I listened to a CBC radio interview yesterday of Melissa Fung the remarkable Canadian journalist who was taken hostage recently in Afghanistan and later released . She was telling the shocked interviewer that the Pakistani man had randomly picked her for a hostage. It was "just business". "He'd have preferred a man because they're easier to take care of." "This is their family's work.....capturing hostages and ransoming them for money." The interviewer's incredulity seemed to be that there wasn't anything terribly political about the whole affair. It was all just random and opportunistic. It could happen to anyone and more importantly it could happen here.
This interview is an extraordinary documentary of history where those who are faced with the front lines of reality try then to explain their experience to those who are priviledged to be in the back lines of power. Increasingly it comes across like those who have tried to explain a religious experience to a person who hasn't known any such encounter. It's like talking to a older virgin poet about lust transformed by love. You know they don't want the bodily fluids and they're really angry that there's sweat but that's the reality. They look at you like you're dirty and you just give up trying to answer their questions or explain to them why their poems aren't quite human.
Life, real life, does not come packaged. It's instinct and survival. Nuremberg wasn't about a particular time and place but rather more so about the human condition. Milgram's seminal research taught us all our frailties and how thin the veneer of civilization is. Perhaps it's getting thinner as the Westpoint psychologist Gross in On Killing would argue that television violence and 'sound bite religion' is teaching us in a thousand different ways that 'might is right'.
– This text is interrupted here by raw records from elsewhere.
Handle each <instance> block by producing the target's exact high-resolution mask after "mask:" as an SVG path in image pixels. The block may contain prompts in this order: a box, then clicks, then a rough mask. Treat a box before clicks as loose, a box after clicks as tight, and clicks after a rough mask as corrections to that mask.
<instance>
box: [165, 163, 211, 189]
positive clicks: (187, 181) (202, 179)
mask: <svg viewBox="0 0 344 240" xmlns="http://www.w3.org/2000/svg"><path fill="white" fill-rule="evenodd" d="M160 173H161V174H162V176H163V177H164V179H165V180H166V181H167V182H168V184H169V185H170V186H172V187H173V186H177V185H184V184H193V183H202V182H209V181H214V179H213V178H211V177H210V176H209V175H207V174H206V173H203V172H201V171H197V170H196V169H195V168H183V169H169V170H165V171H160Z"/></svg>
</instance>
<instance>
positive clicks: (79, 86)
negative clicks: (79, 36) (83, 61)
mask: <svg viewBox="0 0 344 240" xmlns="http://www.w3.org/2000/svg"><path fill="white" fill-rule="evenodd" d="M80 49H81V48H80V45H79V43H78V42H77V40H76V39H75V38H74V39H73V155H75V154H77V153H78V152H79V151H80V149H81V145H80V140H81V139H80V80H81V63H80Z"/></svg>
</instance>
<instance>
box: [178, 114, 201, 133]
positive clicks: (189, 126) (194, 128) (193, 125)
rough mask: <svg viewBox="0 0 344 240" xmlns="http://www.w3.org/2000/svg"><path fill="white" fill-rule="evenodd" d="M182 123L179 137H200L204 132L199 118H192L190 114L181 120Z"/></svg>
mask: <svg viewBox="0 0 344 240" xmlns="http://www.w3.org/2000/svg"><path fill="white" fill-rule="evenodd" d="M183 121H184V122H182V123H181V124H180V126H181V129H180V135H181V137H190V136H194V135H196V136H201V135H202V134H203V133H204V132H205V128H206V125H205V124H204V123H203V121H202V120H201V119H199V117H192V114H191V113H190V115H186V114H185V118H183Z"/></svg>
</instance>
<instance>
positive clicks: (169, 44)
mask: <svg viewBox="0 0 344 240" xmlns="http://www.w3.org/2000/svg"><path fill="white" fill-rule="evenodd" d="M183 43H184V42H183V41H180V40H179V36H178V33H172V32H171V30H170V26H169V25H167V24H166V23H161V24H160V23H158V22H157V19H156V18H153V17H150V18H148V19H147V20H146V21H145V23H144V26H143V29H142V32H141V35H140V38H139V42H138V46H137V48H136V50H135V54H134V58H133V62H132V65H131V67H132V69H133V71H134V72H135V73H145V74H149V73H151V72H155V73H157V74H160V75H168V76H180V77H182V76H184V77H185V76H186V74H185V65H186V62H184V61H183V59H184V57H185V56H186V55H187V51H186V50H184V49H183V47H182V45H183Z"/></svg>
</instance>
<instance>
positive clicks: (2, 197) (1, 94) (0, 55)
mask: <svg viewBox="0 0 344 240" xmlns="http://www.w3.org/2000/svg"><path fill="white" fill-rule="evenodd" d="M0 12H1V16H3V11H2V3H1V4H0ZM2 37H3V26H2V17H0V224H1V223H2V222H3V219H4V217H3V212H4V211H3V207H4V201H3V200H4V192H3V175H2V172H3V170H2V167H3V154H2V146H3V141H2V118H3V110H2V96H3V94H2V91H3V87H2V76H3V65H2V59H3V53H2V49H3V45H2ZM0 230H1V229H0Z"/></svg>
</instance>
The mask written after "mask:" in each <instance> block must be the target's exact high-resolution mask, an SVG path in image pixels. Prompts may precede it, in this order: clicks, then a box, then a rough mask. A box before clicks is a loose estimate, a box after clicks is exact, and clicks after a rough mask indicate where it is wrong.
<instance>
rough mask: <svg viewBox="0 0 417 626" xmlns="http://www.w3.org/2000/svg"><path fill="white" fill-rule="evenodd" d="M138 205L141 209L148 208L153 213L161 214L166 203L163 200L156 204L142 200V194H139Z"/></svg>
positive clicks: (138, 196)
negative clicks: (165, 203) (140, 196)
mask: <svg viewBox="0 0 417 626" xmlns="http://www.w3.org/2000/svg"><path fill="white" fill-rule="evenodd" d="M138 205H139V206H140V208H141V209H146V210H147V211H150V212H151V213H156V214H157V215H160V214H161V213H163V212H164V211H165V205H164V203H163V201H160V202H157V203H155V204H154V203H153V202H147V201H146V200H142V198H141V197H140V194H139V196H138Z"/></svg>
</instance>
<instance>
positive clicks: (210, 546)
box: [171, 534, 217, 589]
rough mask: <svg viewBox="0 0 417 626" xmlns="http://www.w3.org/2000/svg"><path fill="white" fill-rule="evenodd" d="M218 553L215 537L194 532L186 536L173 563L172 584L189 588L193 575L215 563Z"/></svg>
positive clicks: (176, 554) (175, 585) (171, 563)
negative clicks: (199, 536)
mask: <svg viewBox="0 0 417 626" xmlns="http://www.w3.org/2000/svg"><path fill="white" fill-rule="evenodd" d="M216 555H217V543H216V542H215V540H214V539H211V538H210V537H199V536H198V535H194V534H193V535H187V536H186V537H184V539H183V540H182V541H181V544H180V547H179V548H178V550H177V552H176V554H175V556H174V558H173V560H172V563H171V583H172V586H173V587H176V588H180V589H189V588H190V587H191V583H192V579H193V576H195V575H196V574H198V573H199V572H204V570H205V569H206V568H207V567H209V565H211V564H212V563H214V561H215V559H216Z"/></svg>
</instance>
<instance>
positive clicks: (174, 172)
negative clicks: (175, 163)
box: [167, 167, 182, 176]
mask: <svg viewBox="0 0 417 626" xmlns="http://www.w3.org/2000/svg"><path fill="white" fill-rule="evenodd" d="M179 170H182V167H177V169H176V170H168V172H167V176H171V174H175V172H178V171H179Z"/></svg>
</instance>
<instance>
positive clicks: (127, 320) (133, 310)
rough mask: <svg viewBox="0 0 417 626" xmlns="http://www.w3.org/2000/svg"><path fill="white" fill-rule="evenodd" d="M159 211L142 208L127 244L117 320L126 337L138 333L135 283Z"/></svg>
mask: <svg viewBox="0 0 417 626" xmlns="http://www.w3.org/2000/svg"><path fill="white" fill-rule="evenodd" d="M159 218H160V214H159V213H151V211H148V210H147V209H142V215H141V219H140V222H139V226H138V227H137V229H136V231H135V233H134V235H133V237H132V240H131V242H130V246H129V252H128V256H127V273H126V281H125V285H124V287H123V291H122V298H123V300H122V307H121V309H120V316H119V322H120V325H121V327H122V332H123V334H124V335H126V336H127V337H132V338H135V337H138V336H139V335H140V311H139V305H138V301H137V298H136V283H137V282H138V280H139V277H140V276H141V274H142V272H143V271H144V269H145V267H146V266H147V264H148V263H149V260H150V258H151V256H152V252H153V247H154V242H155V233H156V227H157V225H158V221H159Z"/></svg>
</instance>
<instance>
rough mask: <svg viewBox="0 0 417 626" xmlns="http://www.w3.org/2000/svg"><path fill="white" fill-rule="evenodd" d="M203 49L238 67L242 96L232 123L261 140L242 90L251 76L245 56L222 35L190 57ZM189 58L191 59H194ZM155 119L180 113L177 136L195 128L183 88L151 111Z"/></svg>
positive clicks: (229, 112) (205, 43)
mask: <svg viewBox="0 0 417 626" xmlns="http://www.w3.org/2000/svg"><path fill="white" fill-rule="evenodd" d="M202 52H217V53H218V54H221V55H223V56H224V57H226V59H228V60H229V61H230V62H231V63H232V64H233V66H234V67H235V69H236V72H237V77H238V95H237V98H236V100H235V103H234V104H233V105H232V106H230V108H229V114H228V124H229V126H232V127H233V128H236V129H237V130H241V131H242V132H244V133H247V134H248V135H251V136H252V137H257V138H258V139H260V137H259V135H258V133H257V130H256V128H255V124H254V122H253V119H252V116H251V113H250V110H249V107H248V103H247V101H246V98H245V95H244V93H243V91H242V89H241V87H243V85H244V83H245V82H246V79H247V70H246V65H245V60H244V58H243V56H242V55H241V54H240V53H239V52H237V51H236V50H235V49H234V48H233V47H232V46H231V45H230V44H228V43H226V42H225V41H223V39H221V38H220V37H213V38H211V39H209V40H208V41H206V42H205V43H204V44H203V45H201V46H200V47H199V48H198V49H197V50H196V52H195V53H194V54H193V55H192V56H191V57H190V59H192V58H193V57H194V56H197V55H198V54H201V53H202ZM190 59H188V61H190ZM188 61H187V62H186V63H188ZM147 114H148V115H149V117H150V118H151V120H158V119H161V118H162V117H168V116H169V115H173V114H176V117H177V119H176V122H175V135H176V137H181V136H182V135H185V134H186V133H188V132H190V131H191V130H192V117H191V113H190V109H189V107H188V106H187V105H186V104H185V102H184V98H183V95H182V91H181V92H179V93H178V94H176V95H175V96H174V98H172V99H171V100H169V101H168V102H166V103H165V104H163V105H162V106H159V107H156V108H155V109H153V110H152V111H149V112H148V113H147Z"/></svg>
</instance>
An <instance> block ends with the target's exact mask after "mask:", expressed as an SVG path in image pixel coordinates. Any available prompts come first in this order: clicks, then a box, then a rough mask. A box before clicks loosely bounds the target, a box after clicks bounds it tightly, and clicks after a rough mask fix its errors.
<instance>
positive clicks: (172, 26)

I don't like the American war machine. The Guess Who's American Woman, banned all over the states in the 70's still remains a favourite of mine. But that doesn't mean I want the communists, fascistts or taliban in charge. Often the devil one knows is better than the alternative. I don't think Obama has an easy job of staying alive when so much of the world economy revolves around selling arms and ammunition, the NATO nations themselves being the greatest arms producers. They're the good guys. The bad guys more often than not just want the money. Who want's to change the paradigm.
"I'd rather be a hammer than a nail," sings the saddest song of man. The reformer is forever the enemy of anyone who benefits from the status quo.
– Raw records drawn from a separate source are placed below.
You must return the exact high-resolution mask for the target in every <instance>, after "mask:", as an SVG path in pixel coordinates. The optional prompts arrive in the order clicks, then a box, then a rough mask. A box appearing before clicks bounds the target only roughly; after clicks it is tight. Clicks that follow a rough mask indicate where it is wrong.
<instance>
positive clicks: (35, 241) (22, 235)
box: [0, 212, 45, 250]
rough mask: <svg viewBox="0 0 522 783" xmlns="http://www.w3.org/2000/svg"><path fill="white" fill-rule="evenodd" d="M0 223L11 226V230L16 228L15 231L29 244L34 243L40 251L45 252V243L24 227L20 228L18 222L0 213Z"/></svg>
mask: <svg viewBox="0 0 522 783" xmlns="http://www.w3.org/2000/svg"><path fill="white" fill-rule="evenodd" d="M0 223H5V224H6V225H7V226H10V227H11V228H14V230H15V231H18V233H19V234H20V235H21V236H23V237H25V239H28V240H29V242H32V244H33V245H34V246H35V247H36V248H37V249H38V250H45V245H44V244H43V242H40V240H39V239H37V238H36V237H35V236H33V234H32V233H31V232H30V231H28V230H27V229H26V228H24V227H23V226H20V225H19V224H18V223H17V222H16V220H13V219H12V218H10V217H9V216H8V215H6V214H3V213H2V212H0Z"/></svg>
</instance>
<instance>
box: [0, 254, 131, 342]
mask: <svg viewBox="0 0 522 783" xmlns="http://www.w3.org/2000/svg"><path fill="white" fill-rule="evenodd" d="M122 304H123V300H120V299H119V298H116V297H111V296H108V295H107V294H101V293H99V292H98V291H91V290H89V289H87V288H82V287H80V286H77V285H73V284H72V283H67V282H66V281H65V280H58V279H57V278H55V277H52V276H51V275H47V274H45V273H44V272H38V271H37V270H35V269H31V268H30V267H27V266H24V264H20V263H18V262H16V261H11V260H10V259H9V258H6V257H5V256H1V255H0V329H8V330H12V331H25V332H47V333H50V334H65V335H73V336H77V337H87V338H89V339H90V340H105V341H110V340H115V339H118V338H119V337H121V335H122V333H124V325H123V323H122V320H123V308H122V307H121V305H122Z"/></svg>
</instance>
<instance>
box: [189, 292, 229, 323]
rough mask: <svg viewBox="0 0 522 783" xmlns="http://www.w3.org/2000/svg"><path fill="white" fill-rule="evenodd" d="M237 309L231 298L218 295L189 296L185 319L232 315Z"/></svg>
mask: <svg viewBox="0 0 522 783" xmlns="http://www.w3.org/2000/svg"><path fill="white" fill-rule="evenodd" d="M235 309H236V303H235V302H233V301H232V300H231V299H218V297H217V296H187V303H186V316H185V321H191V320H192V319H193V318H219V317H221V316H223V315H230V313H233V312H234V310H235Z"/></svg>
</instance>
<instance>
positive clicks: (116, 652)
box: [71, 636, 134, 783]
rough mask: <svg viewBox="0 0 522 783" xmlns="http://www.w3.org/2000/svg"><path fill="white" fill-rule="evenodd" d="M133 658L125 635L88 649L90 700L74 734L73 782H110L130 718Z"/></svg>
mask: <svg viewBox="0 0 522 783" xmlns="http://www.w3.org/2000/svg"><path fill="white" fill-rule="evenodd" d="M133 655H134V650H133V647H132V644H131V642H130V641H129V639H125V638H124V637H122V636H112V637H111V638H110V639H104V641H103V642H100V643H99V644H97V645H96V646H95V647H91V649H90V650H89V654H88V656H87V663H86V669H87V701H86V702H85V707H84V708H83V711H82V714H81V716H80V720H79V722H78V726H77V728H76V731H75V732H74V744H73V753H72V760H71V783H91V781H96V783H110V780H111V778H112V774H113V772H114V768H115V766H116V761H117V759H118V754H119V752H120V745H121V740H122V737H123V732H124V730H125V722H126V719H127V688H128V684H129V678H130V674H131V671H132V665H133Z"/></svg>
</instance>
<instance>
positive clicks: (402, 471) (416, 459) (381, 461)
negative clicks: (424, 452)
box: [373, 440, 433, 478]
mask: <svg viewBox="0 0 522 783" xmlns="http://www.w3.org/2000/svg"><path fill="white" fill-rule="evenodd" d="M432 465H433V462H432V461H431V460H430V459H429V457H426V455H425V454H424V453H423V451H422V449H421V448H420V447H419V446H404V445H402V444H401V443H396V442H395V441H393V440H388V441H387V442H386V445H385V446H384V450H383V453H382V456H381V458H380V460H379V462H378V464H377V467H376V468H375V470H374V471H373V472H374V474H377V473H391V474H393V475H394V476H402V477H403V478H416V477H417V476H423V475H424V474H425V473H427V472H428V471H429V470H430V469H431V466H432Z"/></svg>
In it all I admire the hope and resilience and those that continue despite the losses and failures. In spite of all the easy ways out they continue to know that the Gorgon's knot isn't supposed to be cut with an axe or knife. There's always another way. In the end my faith is that what happens is usually the best of a bad lot. And we all know politics makes strange bedfellows.
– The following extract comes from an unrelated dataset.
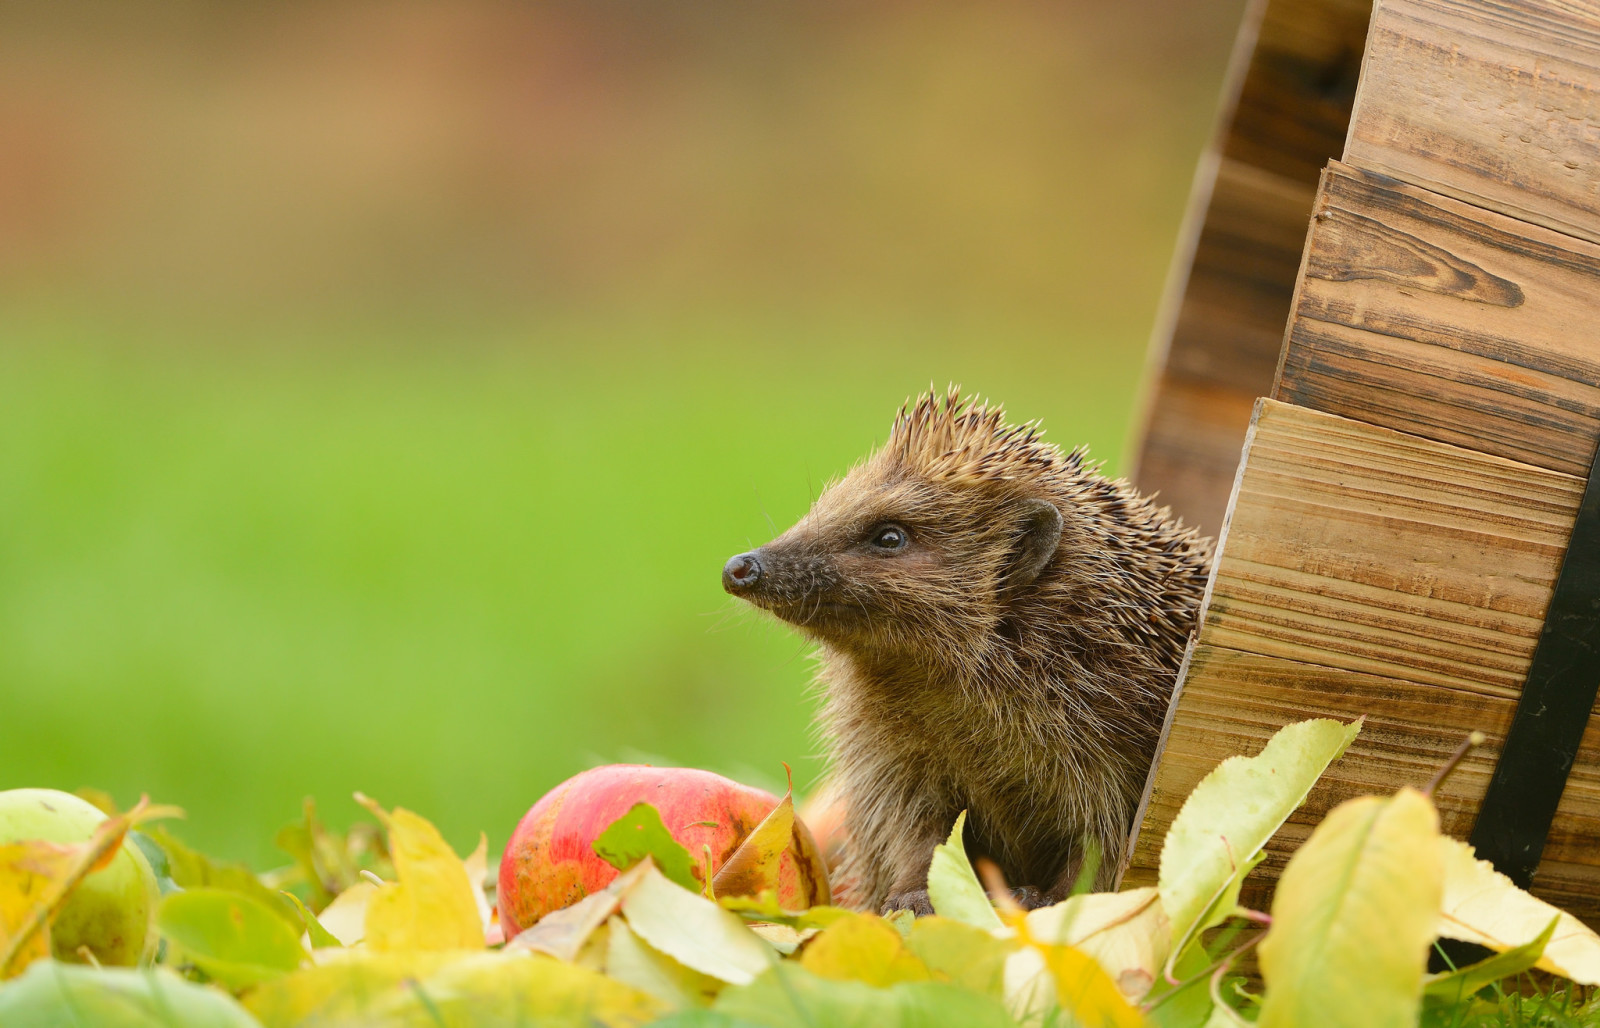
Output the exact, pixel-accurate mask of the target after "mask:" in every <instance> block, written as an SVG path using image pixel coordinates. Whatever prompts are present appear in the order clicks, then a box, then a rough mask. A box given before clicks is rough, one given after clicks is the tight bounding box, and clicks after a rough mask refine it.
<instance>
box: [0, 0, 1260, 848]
mask: <svg viewBox="0 0 1600 1028" xmlns="http://www.w3.org/2000/svg"><path fill="white" fill-rule="evenodd" d="M1237 18H1238V10H1237V5H1210V3H1187V2H1179V0H1136V2H1130V3H1125V5H1088V3H1085V5H1054V6H1050V5H1021V3H1018V5H1011V3H1005V5H976V3H947V2H944V0H941V2H939V3H931V5H909V3H907V5H894V3H883V5H867V6H862V5H842V3H838V5H818V6H811V8H806V10H803V11H802V10H794V8H776V6H774V8H760V10H757V8H749V6H739V5H731V3H707V5H682V6H664V5H650V3H590V5H576V3H574V5H549V6H542V5H541V6H538V8H528V6H515V5H507V3H486V2H485V3H453V5H421V3H418V5H408V3H395V5H379V3H354V2H344V0H341V2H336V3H322V5H312V3H306V5H208V3H171V5H157V3H141V5H114V3H64V5H62V3H40V5H18V6H13V8H10V10H8V11H6V13H5V14H3V16H0V167H8V168H10V170H11V173H10V176H5V178H0V788H11V786H19V785H43V786H58V788H67V789H70V788H78V786H83V785H93V786H99V788H106V789H110V791H112V793H114V796H115V797H117V799H118V801H122V802H123V804H126V802H131V801H133V799H134V797H136V796H138V794H139V793H142V791H147V793H150V794H152V796H154V797H155V799H158V801H165V802H176V804H179V805H182V807H186V809H187V810H189V813H190V820H189V823H187V825H182V826H181V828H179V834H184V836H186V837H189V839H190V841H192V842H197V844H200V845H202V847H208V849H211V850H216V852H221V853H226V855H232V857H242V858H248V860H251V861H256V863H258V865H269V863H274V861H275V860H277V857H275V855H274V852H272V847H270V837H272V831H274V828H275V826H277V825H280V823H285V821H290V820H293V818H294V817H296V813H298V810H299V802H301V797H302V796H317V797H318V799H320V802H322V805H323V810H325V812H326V815H328V817H330V820H334V821H347V820H350V818H352V817H355V807H354V804H352V802H350V801H349V794H350V791H352V789H363V791H366V793H370V794H373V796H376V797H378V799H379V801H382V802H384V804H402V805H406V807H413V809H416V810H419V812H422V813H424V815H427V817H430V818H434V820H435V821H437V823H438V825H440V826H442V828H443V829H445V831H446V834H448V836H450V837H451V841H453V842H454V844H456V845H458V847H461V849H467V847H469V845H470V844H472V841H474V839H475V834H477V831H478V829H485V831H488V834H490V839H491V845H493V847H498V845H501V844H504V839H506V836H507V834H509V831H510V828H512V825H514V823H515V820H517V817H518V815H520V813H522V812H523V810H525V809H526V807H528V805H530V804H531V802H533V801H534V799H536V797H538V796H539V794H542V793H544V791H546V789H547V788H549V786H552V785H555V783H557V781H558V780H562V778H563V777H566V775H570V773H574V772H578V770H581V769H582V767H587V765H590V764H597V762H608V761H634V759H638V761H653V762H682V764H693V765H701V767H709V769H714V770H720V772H725V773H731V775H734V777H739V778H744V780H749V781H754V783H760V785H766V786H770V788H773V786H776V788H781V781H782V767H781V762H782V761H787V762H790V764H792V765H794V767H795V775H797V785H800V786H805V785H808V783H811V781H813V780H814V778H816V777H818V773H819V772H821V761H819V759H818V751H816V743H814V740H813V738H811V732H810V721H811V711H813V709H814V698H813V697H810V695H808V681H810V676H811V660H810V652H808V647H806V645H803V644H802V642H800V640H798V637H795V636H792V634H789V632H787V631H784V629H781V628H778V626H773V624H770V623H765V621H762V620H760V618H757V616H754V615H750V613H749V612H744V610H739V608H736V605H734V604H733V600H728V599H726V597H725V596H723V594H722V589H720V584H718V572H720V567H722V562H723V560H725V559H726V557H728V556H730V554H733V552H736V551H741V549H744V548H747V546H749V544H752V543H760V541H763V540H766V538H770V535H771V533H773V530H774V527H776V528H782V527H784V525H787V524H789V522H792V520H794V519H795V517H798V516H800V514H802V512H803V511H805V508H806V504H808V503H810V498H811V496H813V495H814V493H816V490H818V488H819V487H821V485H822V482H824V480H826V479H829V477H832V476H837V474H840V472H842V471H845V469H846V468H848V466H850V463H851V461H854V460H858V458H859V456H862V455H864V453H866V452H867V450H869V448H870V447H872V444H874V442H877V440H882V437H883V434H885V431H886V429H888V424H890V420H891V416H893V413H894V408H896V407H898V405H899V404H901V402H902V400H904V399H906V397H907V396H909V394H912V392H917V391H920V389H923V388H926V386H928V384H930V383H938V384H941V386H942V384H944V383H947V381H958V383H963V384H966V386H968V388H971V389H976V391H981V392H984V394H987V396H990V397H995V399H1000V400H1003V402H1005V404H1006V405H1008V407H1010V408H1011V412H1013V413H1014V415H1016V416H1018V418H1042V420H1043V421H1045V426H1046V429H1048V432H1050V436H1051V437H1053V439H1056V440H1058V442H1062V444H1072V445H1075V444H1088V445H1090V447H1091V450H1093V453H1094V455H1098V456H1102V458H1110V464H1112V468H1114V469H1115V468H1117V466H1118V461H1120V450H1122V445H1123V440H1125V434H1126V429H1128V420H1130V416H1131V408H1133V400H1134V392H1136V388H1138V381H1139V375H1141V367H1142V362H1144V341H1146V336H1147V333H1149V327H1150V322H1152V319H1154V312H1155V301H1157V295H1158V288H1160V282H1162V277H1163V274H1165V267H1166V263H1168V259H1170V251H1171V247H1173V242H1174V235H1176V231H1178V223H1179V218H1181V211H1182V202H1184V194H1186V191H1187V183H1189V176H1190V173H1192V168H1194V160H1195V155H1197V152H1198V147H1200V144H1202V141H1203V138H1205V135H1206V131H1208V126H1210V118H1211V114H1213V102H1214V94H1216V88H1218V83H1219V78H1221V70H1222V64H1224V61H1226V53H1227V45H1229V40H1230V37H1232V30H1234V26H1235V22H1237Z"/></svg>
Right now we have it easy. If Star Trek or Men in Black have any say about the future we're going to be trying to get along with insectoid species and relate to the intelligence in a crystal. When that time comes we'll look back and remember the songs 'These are the good old days."
My own New Year's wish is of course, Peace on Earth Personally, though I hope I'm less quick to judge, less willing to choose sides, more forgiving and tolerant. Mostly I hope to continue hearing from people who were there what it really was like and not to believe the 'spin' or 'sales pitch' or propaganda that gets added to the simpler complex confusing tale of reality and truth. "
"Confusion is the harbinger of change," said the famous Wisconsin psychiatrist Dr. Whitaker. It's too easy to stay in the safe zone of my own predjudice, thinking I'm growing when really I may be stagnating.